Authors: Zhiwei Wang, Hui Liu, Jiliang Tang, Songfan Yang, Gale Yan Huang, Zitao Liu9250-9257

AAAI 2020 | Conference PDF | Archive PDF | Plain Text | LLM Run Details

Reproducibility Variable Result LLM Response
Research Type Experimental We conduct extensive experiments to verify the effectiveness of the framework.
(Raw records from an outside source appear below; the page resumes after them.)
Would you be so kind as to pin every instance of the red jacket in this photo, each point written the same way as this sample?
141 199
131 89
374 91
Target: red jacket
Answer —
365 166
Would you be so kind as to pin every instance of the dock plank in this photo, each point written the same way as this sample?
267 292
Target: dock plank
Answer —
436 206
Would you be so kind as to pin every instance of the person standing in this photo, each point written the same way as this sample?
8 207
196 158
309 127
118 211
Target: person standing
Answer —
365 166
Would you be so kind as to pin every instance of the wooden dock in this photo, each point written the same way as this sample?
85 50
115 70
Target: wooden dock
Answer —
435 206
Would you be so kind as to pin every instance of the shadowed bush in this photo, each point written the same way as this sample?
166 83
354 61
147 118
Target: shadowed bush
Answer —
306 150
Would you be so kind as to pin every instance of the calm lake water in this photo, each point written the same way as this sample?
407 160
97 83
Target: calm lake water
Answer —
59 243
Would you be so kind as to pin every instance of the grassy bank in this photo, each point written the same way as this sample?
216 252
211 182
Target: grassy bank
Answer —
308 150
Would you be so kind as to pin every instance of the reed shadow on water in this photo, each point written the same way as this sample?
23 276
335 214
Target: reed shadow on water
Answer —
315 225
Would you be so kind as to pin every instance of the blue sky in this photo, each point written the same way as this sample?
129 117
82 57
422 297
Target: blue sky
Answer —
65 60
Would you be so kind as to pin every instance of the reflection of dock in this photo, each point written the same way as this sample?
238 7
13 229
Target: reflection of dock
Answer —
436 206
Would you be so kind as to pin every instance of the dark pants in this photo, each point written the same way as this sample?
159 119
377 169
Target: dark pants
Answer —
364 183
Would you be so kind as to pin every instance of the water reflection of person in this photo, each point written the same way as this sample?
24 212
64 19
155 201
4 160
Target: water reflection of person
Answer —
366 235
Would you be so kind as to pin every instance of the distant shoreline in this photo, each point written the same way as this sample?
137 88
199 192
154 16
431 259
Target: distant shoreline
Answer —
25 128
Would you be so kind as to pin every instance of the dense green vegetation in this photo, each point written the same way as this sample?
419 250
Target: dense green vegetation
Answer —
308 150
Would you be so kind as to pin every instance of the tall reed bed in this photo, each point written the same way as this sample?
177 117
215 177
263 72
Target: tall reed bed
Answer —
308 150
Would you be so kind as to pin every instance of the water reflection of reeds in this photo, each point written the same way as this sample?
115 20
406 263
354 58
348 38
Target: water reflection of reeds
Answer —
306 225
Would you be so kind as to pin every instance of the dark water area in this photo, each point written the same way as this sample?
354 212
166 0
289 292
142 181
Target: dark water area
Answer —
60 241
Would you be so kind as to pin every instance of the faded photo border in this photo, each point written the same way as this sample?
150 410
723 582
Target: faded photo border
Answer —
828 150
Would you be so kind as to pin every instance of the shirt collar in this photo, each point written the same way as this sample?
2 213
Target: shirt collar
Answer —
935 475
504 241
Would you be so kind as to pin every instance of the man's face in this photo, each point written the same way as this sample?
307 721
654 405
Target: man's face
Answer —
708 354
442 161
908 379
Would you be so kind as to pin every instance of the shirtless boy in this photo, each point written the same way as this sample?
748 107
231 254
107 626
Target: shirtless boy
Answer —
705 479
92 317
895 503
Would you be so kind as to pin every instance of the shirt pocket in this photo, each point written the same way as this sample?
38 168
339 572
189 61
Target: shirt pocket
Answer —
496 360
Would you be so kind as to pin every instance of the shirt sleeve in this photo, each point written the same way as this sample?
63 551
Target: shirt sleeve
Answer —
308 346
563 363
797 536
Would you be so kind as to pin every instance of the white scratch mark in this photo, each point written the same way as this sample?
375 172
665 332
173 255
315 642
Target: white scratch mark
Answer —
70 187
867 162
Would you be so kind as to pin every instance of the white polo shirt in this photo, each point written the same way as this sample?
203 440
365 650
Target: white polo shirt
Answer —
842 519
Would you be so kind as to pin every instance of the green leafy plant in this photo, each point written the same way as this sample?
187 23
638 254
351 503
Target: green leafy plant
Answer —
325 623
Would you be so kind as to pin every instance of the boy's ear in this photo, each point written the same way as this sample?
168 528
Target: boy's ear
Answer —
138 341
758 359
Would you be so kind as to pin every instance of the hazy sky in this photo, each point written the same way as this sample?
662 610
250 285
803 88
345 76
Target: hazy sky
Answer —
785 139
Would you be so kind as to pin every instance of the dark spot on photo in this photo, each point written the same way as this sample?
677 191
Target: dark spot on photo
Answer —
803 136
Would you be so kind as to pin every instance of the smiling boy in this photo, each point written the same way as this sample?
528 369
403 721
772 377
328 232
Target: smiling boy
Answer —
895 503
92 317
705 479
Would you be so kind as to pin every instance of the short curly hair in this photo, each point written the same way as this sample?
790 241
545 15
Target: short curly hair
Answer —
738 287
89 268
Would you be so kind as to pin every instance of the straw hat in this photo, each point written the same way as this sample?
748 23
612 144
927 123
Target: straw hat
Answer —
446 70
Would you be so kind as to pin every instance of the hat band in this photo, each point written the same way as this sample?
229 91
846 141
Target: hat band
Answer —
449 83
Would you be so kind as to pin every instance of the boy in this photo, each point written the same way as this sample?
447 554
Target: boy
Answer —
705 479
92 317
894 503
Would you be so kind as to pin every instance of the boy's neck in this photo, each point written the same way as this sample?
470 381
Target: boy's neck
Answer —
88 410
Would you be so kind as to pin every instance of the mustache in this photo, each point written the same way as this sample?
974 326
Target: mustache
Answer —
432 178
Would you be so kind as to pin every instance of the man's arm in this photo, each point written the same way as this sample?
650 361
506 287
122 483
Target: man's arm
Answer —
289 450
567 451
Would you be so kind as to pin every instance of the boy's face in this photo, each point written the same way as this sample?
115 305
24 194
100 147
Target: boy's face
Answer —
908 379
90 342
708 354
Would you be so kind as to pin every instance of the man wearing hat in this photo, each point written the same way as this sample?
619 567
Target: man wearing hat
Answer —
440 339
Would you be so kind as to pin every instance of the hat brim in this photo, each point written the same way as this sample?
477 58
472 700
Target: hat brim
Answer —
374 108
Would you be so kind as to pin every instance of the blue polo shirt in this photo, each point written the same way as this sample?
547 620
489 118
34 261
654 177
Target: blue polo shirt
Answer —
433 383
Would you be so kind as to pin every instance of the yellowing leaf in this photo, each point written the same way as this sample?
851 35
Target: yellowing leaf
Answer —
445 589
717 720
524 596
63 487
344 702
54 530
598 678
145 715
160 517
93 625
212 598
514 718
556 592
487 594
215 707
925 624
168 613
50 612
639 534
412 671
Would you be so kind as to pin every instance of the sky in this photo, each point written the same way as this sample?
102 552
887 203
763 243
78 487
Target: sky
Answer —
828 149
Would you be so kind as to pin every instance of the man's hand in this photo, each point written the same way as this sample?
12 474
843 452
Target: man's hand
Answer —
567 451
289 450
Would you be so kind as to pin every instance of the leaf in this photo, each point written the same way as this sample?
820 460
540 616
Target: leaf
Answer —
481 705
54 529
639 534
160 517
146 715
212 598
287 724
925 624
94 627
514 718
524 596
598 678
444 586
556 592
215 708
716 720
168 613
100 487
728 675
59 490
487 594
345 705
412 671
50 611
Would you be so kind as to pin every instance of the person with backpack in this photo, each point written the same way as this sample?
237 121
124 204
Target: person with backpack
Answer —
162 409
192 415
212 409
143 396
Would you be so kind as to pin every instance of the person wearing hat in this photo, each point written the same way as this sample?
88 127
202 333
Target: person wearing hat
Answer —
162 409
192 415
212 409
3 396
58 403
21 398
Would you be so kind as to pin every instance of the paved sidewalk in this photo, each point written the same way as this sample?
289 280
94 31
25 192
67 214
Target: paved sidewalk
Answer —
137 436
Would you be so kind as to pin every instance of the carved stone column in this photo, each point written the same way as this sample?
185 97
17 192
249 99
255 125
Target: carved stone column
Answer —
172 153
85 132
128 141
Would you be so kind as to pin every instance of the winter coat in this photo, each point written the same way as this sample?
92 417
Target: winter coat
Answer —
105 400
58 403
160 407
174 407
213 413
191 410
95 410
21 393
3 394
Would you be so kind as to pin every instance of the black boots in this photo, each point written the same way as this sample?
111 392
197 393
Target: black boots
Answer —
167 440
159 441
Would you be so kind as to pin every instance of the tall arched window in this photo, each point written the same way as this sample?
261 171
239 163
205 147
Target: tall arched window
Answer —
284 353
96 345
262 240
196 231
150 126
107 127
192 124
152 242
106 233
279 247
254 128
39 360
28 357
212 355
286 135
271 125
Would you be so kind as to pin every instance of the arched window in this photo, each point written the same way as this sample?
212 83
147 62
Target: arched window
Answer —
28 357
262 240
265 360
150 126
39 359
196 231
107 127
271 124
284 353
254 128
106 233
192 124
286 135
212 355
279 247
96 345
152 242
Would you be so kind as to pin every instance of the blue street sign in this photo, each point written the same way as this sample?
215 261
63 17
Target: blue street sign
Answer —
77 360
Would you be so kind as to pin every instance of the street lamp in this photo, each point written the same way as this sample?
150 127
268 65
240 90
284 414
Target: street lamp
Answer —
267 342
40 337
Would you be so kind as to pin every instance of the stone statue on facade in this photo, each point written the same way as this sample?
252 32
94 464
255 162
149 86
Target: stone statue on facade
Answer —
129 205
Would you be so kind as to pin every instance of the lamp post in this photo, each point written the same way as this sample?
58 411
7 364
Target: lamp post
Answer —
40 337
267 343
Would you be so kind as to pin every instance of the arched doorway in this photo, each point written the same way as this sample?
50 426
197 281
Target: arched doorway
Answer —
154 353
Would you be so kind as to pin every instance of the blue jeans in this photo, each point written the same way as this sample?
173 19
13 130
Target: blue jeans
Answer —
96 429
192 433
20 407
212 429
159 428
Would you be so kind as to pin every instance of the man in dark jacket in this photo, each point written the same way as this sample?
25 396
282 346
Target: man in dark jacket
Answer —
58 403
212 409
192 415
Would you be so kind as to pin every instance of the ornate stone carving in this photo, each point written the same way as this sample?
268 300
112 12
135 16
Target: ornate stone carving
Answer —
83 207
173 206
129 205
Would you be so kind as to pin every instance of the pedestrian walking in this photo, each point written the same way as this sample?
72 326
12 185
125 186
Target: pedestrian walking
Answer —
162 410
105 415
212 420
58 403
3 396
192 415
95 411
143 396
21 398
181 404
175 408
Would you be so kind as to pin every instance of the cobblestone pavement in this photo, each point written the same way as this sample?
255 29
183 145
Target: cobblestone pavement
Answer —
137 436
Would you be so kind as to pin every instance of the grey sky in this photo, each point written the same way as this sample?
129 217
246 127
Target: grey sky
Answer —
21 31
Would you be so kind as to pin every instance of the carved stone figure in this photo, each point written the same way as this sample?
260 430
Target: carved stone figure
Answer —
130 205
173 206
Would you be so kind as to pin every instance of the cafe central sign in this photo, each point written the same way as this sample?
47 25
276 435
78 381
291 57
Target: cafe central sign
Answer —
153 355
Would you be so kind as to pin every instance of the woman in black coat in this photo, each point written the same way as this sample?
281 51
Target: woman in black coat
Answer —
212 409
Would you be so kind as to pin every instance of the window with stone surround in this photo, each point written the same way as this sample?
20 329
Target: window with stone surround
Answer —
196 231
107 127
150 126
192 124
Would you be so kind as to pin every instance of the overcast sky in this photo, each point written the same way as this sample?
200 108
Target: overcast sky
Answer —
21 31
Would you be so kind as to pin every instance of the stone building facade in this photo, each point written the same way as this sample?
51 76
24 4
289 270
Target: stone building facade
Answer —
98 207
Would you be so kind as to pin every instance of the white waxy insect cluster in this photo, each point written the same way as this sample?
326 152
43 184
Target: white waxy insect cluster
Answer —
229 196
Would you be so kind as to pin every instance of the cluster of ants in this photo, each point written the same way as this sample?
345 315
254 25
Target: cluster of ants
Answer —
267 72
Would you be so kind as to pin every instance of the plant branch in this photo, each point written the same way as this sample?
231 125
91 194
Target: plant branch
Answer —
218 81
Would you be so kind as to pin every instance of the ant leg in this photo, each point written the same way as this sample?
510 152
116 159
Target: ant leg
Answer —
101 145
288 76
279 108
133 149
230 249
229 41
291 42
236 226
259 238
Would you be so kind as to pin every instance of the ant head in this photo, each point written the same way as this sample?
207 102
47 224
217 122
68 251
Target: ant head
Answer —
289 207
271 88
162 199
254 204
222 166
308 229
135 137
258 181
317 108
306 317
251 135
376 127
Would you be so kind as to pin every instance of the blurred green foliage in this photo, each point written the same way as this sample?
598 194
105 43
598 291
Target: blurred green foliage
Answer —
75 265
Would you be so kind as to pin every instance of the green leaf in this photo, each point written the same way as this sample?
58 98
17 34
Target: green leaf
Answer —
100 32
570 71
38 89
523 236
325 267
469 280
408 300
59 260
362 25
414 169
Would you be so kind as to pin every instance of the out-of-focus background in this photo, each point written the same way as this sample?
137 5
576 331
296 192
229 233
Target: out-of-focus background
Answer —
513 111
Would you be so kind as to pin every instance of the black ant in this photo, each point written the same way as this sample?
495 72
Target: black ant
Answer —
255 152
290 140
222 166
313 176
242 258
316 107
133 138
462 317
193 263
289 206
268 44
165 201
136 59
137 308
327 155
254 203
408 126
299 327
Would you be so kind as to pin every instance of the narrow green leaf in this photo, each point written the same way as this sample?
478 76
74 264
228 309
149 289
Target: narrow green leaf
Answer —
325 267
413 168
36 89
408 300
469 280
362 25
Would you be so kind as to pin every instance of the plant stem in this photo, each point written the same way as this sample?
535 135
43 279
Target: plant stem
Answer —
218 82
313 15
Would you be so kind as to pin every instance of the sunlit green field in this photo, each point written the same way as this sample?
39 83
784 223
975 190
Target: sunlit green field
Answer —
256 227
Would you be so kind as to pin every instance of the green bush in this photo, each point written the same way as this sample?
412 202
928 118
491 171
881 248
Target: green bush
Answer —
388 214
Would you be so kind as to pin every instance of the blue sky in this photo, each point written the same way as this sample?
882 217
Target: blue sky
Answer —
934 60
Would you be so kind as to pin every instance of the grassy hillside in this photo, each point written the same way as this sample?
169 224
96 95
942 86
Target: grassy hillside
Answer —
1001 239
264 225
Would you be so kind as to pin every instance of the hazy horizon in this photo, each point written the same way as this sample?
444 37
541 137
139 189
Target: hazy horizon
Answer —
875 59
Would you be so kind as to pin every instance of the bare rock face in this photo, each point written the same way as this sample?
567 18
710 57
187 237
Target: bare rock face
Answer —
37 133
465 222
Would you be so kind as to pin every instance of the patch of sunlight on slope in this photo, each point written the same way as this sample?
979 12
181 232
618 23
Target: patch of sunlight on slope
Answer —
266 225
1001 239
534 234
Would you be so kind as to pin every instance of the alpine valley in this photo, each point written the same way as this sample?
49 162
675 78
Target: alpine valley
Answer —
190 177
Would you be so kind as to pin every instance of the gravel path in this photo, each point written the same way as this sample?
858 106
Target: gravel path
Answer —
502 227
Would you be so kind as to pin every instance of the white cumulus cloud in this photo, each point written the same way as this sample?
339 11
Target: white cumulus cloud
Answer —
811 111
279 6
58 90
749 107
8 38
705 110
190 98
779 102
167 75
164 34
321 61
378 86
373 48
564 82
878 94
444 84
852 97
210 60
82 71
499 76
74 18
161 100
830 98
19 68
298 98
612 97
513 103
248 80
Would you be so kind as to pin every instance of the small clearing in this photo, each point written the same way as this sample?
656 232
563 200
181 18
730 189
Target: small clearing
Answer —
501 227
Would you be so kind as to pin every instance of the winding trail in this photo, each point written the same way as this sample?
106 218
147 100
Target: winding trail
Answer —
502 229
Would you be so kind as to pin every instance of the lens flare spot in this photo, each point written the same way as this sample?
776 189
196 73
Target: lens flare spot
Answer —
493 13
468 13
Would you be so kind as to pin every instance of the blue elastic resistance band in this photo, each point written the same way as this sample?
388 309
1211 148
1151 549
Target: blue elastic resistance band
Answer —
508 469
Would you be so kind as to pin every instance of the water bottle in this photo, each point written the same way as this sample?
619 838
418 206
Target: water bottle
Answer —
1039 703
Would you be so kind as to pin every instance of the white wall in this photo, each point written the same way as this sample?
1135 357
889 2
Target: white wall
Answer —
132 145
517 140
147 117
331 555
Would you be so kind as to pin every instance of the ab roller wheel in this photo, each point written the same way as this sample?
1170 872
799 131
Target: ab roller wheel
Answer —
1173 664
The results show that the proposed framework outperforms state-of-the-art methods by a large margin and they also suggest that character-level dependencies can play an important role in word recognition.
Researcher Affiliation Collaboration Zhiwei Wang,1 Hui Liu,1 Jiliang Tang,1 Songfan Yang,2 Gale Yan Huang,2 Zitao Liu2 1Michigan State University, {wangzh65, liuhui7, tangjili}@msu.edu 2TAI AI Lab, TAL Education Group, {yangsongfan, galehuang, liuzitao}@100tal.com
Pseudocode No The paper describes the model architecture and training procedures in text but does not include any explicit pseudocode or algorithm blocks.
Open Source Code Yes The code of the proposed framework and the major experiments are publicly available1. 1https://github.com/DSE-MSU/MUDE
Open Datasets Yes We use the publicly available Penn Treebank (Marcus, Santorini, and Marcinkiewicz 1993) as the dataset.
Dataset Splits Yes We use the same training, validation and testing split in (Sakaguchi et al. 2017), which contains 39,832, 1,700 and 2,416 sentences, respectively.
Hardware Specification No The paper does not provide specific details about the hardware used for experiments (e.g., GPU/CPU models, memory).
Software Dependencies No The paper mentions "Pytorch" but does not specify any version numbers for PyTorch or other software dependencies, which is required for reproducibility.
Experiment Setup Yes The number of hidden units of word representations is set to be 650 as suggested by previous work (Sakaguchi et al. 2017). The learning rate is chosen from {0.1, 0.01, 0.001, 0.0001} and β in Eq (11) is chosen from {1, 0.1, 0.001} according to the model performance on the validation datasets. The parameters of MUDE are learned with stochastic gradient decent algorithm and we choose RMSprop (Tieleman and Hinton 2012) to be the optimizer as it did in (Sakaguchi et al. 2017).